Whatever Ezra's deal is, the fact is that the Liars are a bunch of characters who've lost themselves in the mystique of Alison Di Laurentis. During that break after Alison disappeared and a body (well, I guess) was found, they all seemed to be on track for something: Spencer was going to crush school and head off to Penn, Emily was going to crush sports and some lady hearts; Aria was going to crush reading books and any small birds that could provide feathers for her jewelry. And now look where they are: They're husks of they're former selves, defined solely by the mystery of what happened to their horrible friend so long ago. You were better than that, ladies.
– "You chose this." Emily's disdain for Alison might be the most refreshing thing about Emily. The fact that she's leading the charge for forgetting about Alison now that they know she's alive almost makes me have faith in her as a character. And the fact that her accusations that Alison chose this life of bullying and running might turn out to be slut/victim-shaming makes it almost compelling.
– "Wow, that is so me of you." Spencer shined in this episode as much as anyone could in what seemed like a depressing melange of broken-down liars. From her kudos on Emily's obsessive organization to challenging her father when he definitely wanted her to cool it ("Yes, father") to hollering at a grieving mother to stop trying to seduce said father, Confrontational Spencer is one of my favorite Spencers, after Nuthouse Spencer and Shawn Spencer. And she did it all while wearing suspenders hanging from her waist. (What was that?)

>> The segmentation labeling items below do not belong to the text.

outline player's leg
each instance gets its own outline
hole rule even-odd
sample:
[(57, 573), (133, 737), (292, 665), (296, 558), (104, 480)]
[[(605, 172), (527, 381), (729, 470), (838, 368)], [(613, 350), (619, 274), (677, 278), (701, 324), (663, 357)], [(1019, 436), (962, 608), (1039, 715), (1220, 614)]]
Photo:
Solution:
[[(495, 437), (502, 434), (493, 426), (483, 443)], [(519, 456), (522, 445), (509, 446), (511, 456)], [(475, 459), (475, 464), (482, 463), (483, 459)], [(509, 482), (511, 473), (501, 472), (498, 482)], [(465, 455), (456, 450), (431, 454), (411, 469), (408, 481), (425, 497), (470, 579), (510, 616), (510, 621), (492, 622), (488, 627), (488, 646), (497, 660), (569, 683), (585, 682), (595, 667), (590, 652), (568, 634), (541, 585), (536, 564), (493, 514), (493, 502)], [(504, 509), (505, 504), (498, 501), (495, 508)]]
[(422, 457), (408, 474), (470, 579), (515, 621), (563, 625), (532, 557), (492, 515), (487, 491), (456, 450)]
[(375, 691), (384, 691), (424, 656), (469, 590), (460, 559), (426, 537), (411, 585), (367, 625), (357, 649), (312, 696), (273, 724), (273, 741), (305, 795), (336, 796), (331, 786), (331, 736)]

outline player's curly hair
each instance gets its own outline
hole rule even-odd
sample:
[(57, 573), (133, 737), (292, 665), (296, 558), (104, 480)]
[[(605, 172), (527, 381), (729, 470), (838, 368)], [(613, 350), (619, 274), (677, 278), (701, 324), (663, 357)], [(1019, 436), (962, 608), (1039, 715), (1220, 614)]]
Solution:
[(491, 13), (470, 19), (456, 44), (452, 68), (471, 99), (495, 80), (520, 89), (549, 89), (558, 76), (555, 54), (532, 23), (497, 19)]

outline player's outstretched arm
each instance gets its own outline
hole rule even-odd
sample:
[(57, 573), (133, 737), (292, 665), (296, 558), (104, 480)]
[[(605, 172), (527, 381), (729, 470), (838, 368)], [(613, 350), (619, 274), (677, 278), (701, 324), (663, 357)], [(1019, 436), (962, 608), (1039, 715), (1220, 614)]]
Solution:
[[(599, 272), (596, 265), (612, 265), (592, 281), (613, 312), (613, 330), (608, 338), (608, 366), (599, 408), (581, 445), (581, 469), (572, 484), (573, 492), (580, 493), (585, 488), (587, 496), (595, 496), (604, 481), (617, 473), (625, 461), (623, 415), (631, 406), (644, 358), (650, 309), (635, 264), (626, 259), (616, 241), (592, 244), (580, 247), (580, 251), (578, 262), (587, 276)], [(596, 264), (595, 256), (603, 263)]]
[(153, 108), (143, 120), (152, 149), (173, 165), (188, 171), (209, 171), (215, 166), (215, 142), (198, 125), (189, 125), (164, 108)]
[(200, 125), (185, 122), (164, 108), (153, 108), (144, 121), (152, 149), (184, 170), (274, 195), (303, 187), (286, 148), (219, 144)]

– Ezra's chalkboard quote of the day: "It is one thing to mortify curiosity. Another to conquer it." That, as you might have guessed, is from Strange Case of Dr. Jekyll and Mr. Hyde, specifically the part where a friend of Jekyll's receives a deathbed package from one of their mutual friends which almost certainly contains untoward gossip about Jekyll, but the friend refuses to read it, trying his best to not think about what the letter contains and, instead, trying to hope for the best while suspecting the worst. It's a complicated emotion I'm not sure Aria is capable of having. Poor Suzy Clueless.
– Oh, right. Cece is still a thing.
– When Spencer called out Mrs. D for being a tramp, one of the women at The Brew was reading Confessions of a Hater, a book about an unpopular girl at a new school finding her college-aged sister's high school diary with everything she needs to know about becoming popular, which includes being horrible. Probably no connection here.
– Emily to Hanna: "This isn't spring break."
– Ashley's call that broke Ezra loose in the house: one of Ezra's lackeys/associates?
– The Liars remembered to take umbrellas with them?
– Aria hiding her naughties when they got into Ezra's cabin skeeved me out something awful. It skeeved Emily out, too.
– That "as long as you live under my roof" line from Papa Hastings had "Spencer moving in with Toby" written all over it. Loophole and now Spencer is going to talk to Mrs. D ALL DAY.
– How did we have an episode titled "Love Shack" and not even once did I hear "Rock Lobster"?
– Your Moment of A: Apple on the desk, diary by his side, and watching A hack into the computer in Emily's car. Technology was the worst thing to happen to these girls. Think of how much quieter their lives would be without cell phones being like portable bullies and the internet being the anonymous mechanism fueling their torture. I would say they should all just move out into the country and become Luddites if that didn't also sound like the beginning of a horror movie.
What'd you think of "Love ShAck, Baby!"?